As Clayton's statement notes:
Last year, more than 20 million American families struggled to pay their utility bills, with average residential electricity prices increasing more than 14 percent– double the rate of inflation - across the country."
That home affordability-cost-of-living crisis fusion is exactly the opportunity the Clayton seized on as its "first principles" problem to solve.
We’d been trying to figure out the cost of energy for several years now, because the impact on the consumer was just too much," Holdbrooks tells The Builder's Daily. "We've evolved and pushed hard on our ENERGY STAR homes. Last year, we were the No. 1 builder of single-family ENERGY STAR homes in the U.S. -- about 23,000 [of 62,620 homes delivered in 2022]. When the DOA came out with Zero Energy Ready standards – it was their first major initiative since 1994. Instead of having a fixed mindset about it, we thought, well, ‘let’s use the new bar of ambition as a catalyst.' The good news is, we’d get tax credits from the program, but we’d have to up our game."
Part of the challenge, Holdbrooks tells us, was integrating partners on both structure and systems that would map the Clayton homes to DOE standards, and propagate the design and construction process across Clayton's national manufacturing and distribution ecosystem.
All our facilities got certified and we accomplished that – and the line-up of partner integrations – in a relatively short period of time," Holdbrooks says. "And thanks to the DOE tax credits, we're able to produce our TRU®, Epic®, Tempo® and CrossMod® lines of homes at no charge, so that the charge to consumers is not a penny more than our product was 30 days ago."

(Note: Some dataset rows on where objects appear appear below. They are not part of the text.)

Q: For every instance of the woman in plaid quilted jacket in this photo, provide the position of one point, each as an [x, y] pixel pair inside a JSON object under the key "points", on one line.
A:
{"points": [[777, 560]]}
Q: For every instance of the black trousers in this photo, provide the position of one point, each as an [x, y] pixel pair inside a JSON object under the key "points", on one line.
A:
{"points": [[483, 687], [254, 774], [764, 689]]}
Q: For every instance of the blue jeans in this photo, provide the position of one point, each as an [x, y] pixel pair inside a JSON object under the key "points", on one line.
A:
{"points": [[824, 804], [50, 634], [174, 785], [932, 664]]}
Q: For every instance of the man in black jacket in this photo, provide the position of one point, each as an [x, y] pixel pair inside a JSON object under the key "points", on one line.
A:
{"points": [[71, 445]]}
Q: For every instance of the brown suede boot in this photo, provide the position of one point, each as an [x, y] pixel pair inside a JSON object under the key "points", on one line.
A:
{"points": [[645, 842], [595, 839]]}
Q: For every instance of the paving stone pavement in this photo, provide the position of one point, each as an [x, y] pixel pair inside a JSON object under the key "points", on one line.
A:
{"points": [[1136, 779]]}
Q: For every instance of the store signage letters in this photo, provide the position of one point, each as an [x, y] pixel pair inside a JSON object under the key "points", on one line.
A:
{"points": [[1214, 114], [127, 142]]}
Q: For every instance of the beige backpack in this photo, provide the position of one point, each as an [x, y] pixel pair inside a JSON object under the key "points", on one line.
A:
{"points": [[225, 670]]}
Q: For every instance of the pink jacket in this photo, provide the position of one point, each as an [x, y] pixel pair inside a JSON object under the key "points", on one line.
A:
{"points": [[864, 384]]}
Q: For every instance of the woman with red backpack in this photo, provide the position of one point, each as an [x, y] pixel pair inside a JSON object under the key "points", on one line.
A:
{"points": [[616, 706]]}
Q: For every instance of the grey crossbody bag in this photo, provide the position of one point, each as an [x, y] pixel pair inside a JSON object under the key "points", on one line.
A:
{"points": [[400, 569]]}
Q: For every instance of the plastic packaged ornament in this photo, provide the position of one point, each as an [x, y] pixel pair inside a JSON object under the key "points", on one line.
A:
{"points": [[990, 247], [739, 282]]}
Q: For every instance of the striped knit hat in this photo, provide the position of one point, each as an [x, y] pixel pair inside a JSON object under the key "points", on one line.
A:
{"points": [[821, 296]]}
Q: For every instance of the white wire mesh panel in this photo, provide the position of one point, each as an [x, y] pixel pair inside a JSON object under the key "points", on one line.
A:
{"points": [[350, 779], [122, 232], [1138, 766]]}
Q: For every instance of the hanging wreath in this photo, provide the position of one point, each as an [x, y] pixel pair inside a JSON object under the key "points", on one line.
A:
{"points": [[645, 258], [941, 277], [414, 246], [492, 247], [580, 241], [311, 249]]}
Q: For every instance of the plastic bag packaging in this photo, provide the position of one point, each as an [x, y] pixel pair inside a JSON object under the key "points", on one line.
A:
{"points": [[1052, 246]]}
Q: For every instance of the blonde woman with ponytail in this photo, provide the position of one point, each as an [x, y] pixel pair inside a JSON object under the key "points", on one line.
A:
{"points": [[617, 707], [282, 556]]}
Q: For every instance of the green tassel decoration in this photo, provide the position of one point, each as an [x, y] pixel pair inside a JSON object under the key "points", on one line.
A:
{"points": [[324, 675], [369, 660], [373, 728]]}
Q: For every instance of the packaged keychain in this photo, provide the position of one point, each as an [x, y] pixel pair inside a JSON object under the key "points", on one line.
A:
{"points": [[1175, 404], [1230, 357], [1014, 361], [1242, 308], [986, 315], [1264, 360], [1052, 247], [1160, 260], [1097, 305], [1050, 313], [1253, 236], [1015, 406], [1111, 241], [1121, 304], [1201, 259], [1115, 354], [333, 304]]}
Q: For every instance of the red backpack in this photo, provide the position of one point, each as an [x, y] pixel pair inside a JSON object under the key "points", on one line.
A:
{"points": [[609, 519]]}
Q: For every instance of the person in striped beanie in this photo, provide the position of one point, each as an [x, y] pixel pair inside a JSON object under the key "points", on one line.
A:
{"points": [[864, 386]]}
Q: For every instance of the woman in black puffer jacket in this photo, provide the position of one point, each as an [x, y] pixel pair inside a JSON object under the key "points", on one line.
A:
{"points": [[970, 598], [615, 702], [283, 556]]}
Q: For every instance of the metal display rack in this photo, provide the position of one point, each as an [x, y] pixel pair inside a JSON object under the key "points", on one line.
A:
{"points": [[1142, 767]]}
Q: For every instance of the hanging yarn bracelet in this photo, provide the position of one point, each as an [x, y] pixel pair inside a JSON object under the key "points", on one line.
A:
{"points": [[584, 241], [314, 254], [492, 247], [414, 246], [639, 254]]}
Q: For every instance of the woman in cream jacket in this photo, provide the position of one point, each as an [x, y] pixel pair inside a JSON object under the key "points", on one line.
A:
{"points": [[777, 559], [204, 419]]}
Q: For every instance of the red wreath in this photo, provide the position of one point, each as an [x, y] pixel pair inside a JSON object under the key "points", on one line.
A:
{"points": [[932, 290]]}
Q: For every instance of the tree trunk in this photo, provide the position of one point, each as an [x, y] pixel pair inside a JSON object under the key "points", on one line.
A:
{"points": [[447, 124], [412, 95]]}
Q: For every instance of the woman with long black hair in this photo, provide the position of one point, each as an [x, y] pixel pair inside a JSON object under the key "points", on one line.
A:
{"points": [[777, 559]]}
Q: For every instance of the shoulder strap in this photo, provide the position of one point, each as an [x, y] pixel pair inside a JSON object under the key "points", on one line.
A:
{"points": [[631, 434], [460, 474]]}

Features and functionality, structure and systems of the home include the following energy-performance and cost-reduction impacting highlights:
- Rheem® hybrid water heater, which uses less energy than a 100-watt light bulb3
- Low-E windows with argon gas, which reduce energy loss by 30-50%4
- LED lighting throughout, which use up to 90% less energy and last up to 25 times longer than incandescent bulbs5
- SmartComfort® by Carrier high efficiency heat pump or gas furnace
- Frigidaire® ENERGY STAR® certified dishwasher and refrigerator
- ecobee® smart thermostat
- Insulated exterior doors
- Tight thermal envelope with additional insulation and whole home exhaust system
The Clayton eBuilt initiative announcement coincides with a new Harvard Joint Center for Housing Studies analysis, comparing costs of site-built and manufactured housing. Here's the bottom line:
The results of this analysis confirm that manufactured homes continue to offer significant cost advantages, with single-section, double-section and CrossModTM manufactured homes costing 35 percent, 60 percent, and 73 percent, respectively, as much as comparable site-built homes. Adding finished-lot costs to these construction costs does reduce these advantages, but they remain significant for land values that prevail in most counties in the country." – Harvard University Joint Center for Housing Studies
The JCHS analysis goes on to say that "today’s relatively low level of production of manufactured housing represents a missed opportunity to expand homeownership and improve housing affordability."
Clayton's initiative – not only to bend the cost barriers in the ways the JCHS analysis calls attention to but to impact, at scale, costs to own during the total lifecycle of ownership – looks like an investment and commitment to address that "missed opportunity."
How the Clayton team came together to actually pull this thing off by far the biggest team accomplishment in my long career in housing," Holdbrooks tells us.
Changing the game on cost-of-owning is a first principle housing affordability issue.